La necesidad de la gracia es absoluta. Dice el Señor: “Sin mí no podéis hacer nada” (Jn 15,5) por lo que Agustín deducirá de ahí esa famosa frase: “Da lo que manda y manda lo que quieras” (Da quod jubes, et jube quod vis).
Otro principio agustiniano es la gratuidad de la gracia. La dispensación de la gracia no tiene relación alguna con las obras realizadas por el libre albedrío, esto es, con las obras que uno hace por su propia cuenta. “La gracia precedió a tus merecimientos. No procede la gracia del mérito, sino el mérito de la gracia” (S, 169, 2,3).
En cuanto a la eficacia de la gracia enseña Agustín que no sólo no anula el libre albedrío, sino que causa la verdadera libertad en la voluntad del hombre. Cuanto más siervos somos de la caridad, más libres estamos de pecar, porque en tanto es libre la voluntad en cuanto es buena y concluye “No abuses, pues de la libertad para pecar libremente sino úsala para no pecar. Tu voluntad será libre, si es buena. Serás libre si fueres siervo; libre del pecado, siervo de la justicia” (In Io. ev. 41,8).

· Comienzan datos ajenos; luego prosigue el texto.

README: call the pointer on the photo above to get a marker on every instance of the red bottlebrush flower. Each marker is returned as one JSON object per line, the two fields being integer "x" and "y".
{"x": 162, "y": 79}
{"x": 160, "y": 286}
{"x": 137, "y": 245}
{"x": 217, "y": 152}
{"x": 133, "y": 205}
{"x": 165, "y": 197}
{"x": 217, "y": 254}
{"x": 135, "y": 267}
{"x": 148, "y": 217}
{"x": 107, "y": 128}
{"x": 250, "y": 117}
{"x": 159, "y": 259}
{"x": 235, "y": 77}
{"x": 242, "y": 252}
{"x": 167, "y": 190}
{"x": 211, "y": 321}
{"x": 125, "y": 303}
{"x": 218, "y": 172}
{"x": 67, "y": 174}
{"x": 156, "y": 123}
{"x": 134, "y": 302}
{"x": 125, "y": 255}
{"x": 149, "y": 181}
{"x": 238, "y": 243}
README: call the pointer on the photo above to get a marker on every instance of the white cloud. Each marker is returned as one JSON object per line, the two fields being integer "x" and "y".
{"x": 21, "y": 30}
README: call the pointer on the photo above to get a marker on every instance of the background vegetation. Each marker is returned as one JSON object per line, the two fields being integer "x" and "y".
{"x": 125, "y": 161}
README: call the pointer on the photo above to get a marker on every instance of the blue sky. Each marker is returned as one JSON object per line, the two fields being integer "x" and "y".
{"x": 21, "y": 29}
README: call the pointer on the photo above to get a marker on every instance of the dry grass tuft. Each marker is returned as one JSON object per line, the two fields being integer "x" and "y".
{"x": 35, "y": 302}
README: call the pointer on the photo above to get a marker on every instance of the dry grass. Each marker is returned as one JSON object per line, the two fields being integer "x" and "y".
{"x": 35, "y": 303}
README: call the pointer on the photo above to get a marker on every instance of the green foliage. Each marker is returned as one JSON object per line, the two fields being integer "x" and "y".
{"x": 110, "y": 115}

Cuanto más amamos a Dios, más libres somos. Por eso escribe en otro lugar: “La ley de la libertad es la ley de la caridad” (Ep 167, 6, 19). Agustín es el “doctor de la caridad” porque en el sistema agustiniano es la caridad o amor lo que da razón de la eficacia de la gracia y porque en San Agustín la caridad es también la virtud sobre la cual se centra toda su espiritualidad. Lo que es el peso para los cuerpos es el amor para las almas. (Amor meus, pondus meum). En la ascética agustiniana, la delectación representa como el peso del alma. Si los deleites terrenos atraen nuestro amor, ¿cuánto más nos deberá atraer Cristo Jesús en quien se centra toda la verdad, la justicia, la hermosura espiritual?
La justificación es obra libre de la iniciativa de Dios pero exige la respuesta también libre del hombre. Muchas veces en nuestra predicación lo decimos: “Quien te hizo sin ti, no te justificará sin ti” (S. 169, 11, 13) con lo que estamos afirmando que para nuestra salvación se requiere la cooperación humana.
Y para terminar, consideremos los admirables efectos que la gracia santificante produce en nosotros que nos hace participantes de la naturaleza divina, y por tanto, verdaderos hijos adoptivos de Dios, herederos del cielo, hermanos de Cristo y templos de la Santísima Trinidad. Según esto sólo nos queda estimar cada vez más el vivir en gracia de Dios. No nos puede llenar el acaparar bienes materiales o el sentir todos los placeres mundanos. Un religioso lo que más ha de valorar es amar cada día más a Dios. A Dios nos acercamos por el amor: “En este camino, nuestros pies son nuestros afectos” (En. In ps. 194,4). La perfección cristiana se centra en el amor y se mide por el amor. Por eso en nuestro escudo lo primero va el corazón y luego el libro de las Escrituras. Todo esto y muchísimo más lo encontramos leyendo el sabroso libro del P. Francisco Moriones.